Götterdämmerung is of course part of the Ring Cycle and all the way through this production the stage is graced with a Ring – Brünnhilde’s rock is a ring on a slant, and a scene in Walhalla is the ring on a different slant.  Rather precarious, really  - one young lady had to go shrieking out right from side to the other and down a flight of steps – it’s a wonder she didn’t break her neck. 

 

Between this I had two more coaching sessions and another Italian lessione.
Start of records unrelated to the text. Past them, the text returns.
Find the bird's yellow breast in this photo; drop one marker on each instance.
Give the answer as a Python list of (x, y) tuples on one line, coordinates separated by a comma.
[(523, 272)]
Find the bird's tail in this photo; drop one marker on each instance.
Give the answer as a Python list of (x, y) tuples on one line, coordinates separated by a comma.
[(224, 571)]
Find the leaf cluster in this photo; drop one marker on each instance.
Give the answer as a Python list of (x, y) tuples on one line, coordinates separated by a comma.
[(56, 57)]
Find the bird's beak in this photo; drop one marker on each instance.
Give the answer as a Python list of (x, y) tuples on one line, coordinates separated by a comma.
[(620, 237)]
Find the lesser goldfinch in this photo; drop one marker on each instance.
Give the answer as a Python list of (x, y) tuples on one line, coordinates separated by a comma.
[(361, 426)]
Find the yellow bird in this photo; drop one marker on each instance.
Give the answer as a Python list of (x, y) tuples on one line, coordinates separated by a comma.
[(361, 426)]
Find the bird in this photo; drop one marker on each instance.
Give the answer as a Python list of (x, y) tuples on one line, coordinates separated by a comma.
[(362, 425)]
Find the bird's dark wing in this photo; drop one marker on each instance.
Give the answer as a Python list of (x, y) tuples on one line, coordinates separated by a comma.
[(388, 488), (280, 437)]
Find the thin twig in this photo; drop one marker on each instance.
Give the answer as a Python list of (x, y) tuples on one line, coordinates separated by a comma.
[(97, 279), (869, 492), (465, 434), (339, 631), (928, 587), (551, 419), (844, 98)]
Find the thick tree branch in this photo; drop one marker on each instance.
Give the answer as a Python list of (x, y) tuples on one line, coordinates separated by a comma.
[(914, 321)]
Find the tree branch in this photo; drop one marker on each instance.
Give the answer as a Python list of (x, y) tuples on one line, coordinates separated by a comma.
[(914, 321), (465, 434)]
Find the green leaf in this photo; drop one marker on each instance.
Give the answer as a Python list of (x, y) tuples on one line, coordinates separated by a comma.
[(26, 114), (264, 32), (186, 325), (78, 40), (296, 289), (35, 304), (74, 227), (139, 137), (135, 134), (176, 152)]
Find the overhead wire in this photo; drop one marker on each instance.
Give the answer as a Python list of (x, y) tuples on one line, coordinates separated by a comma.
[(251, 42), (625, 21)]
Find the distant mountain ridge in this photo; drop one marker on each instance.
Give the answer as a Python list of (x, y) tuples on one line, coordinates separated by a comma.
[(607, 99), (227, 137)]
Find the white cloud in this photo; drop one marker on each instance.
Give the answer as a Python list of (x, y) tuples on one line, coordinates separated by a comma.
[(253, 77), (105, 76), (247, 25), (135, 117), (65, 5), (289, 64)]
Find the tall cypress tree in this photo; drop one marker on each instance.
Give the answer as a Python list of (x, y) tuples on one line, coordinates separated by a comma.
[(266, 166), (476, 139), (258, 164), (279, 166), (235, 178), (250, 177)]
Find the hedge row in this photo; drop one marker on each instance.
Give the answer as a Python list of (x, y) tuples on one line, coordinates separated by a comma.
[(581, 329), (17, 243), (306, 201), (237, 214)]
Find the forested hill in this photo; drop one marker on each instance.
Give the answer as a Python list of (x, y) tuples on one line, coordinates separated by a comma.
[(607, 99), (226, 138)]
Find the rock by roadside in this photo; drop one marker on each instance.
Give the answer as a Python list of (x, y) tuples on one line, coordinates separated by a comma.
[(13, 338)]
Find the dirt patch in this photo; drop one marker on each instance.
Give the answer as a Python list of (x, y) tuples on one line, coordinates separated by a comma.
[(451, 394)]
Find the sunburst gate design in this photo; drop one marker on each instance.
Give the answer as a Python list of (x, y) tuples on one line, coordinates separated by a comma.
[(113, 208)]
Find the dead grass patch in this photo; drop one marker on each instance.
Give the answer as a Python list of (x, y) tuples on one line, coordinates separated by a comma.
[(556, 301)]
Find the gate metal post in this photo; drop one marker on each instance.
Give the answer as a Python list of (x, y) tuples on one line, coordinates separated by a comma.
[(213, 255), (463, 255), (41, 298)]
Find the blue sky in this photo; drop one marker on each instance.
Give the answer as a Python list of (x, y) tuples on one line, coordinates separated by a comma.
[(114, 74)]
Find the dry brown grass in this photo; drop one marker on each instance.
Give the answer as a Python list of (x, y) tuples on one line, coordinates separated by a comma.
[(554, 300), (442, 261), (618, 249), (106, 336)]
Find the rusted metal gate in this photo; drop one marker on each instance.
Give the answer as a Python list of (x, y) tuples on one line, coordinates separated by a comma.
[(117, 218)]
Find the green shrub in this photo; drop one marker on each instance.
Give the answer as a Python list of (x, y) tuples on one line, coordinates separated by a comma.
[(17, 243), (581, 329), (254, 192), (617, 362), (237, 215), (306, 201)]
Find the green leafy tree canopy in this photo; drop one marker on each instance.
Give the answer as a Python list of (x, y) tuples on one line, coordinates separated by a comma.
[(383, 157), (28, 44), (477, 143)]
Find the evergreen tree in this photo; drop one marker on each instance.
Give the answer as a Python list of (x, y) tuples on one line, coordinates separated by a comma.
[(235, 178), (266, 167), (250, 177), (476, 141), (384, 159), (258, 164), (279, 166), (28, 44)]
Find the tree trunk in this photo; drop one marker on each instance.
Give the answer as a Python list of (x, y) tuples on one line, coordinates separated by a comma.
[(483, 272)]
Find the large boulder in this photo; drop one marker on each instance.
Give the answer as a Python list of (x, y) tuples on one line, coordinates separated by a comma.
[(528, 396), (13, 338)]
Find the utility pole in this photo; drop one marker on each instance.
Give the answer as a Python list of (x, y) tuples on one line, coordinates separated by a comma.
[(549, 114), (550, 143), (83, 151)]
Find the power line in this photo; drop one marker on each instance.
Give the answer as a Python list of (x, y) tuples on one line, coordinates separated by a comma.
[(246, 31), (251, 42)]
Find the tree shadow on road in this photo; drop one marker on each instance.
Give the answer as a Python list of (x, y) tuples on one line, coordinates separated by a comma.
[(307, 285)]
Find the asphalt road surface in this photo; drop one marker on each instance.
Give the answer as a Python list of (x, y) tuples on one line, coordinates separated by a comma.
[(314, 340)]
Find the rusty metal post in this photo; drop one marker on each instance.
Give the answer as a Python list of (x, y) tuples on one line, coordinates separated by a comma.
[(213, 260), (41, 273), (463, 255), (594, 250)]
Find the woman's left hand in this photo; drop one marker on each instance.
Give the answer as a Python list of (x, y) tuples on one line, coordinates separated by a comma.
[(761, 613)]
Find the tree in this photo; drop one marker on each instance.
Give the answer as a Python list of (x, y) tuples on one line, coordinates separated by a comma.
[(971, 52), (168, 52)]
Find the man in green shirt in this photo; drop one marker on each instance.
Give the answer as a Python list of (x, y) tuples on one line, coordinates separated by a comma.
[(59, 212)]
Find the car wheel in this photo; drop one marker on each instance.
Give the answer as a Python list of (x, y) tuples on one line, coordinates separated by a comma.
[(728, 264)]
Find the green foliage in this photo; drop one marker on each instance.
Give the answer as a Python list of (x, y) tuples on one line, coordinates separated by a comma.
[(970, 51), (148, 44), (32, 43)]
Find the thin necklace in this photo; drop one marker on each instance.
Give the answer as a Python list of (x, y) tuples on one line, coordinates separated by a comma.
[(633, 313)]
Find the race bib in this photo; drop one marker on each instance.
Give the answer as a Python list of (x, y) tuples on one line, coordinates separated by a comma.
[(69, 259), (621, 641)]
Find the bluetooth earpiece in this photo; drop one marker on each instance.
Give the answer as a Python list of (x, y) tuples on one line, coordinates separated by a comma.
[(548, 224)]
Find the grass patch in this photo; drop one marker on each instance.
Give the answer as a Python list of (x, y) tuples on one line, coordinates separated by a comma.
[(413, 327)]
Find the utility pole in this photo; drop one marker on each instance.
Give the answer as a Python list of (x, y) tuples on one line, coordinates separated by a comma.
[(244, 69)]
I was going to the opera with two of the other Reps that night – they went hairing off down the street after a bus, which I missed!  And so I tootled off in the other direction and caught a tube, and arrived with two minutes to spare.  Soaked through with sweat.  Ugh. 

 

Yesterday, neither of my advertised coaching singers came, so I did some work on my own, and then went to a lecture for the new students, with Mr R.  This was just a general run-down on things. In the afternoon we had the run-through of the three operas.  After this I did another scream through London to go to a film at the National Film Theatre called Cat People.  It turned out to be not very exciting, except in a couple of spots, and rather obscure, and rather hilariously full of clichés.  But the shorts were what they call a study extract, from Bringing Up Baby with Cary Grant and K Hepburn. Its 8 minutes were worth sitting through the other thing. And the other short was called the life of a cat, and in spite of including a scene where five kittens were born before your very eyes!, showed the kittens as they grew and played with their father and mother, both of whom, for once, lived at the same address.  It was very delightful, particularly when they started to play with their father: one, pouncing on his daddy’s tail, until father turns round and belts him, the father himself encouraging them to play by pushing them around a slippery floor, and so on. Marvellous. There’s a Laurel and Hardy session on tomorrow evening, so I’ll think I’ll go, and this afternoon I’m going in to do some practice when there’s fewer people around. [handwrittenYou've got to warn that you’re going in - they keep a GUARD DOG!!  Love Mike. [Which reminds me that I think they had a security guy there much of the time too, with whom I got on quite well.  But am I imagining that?]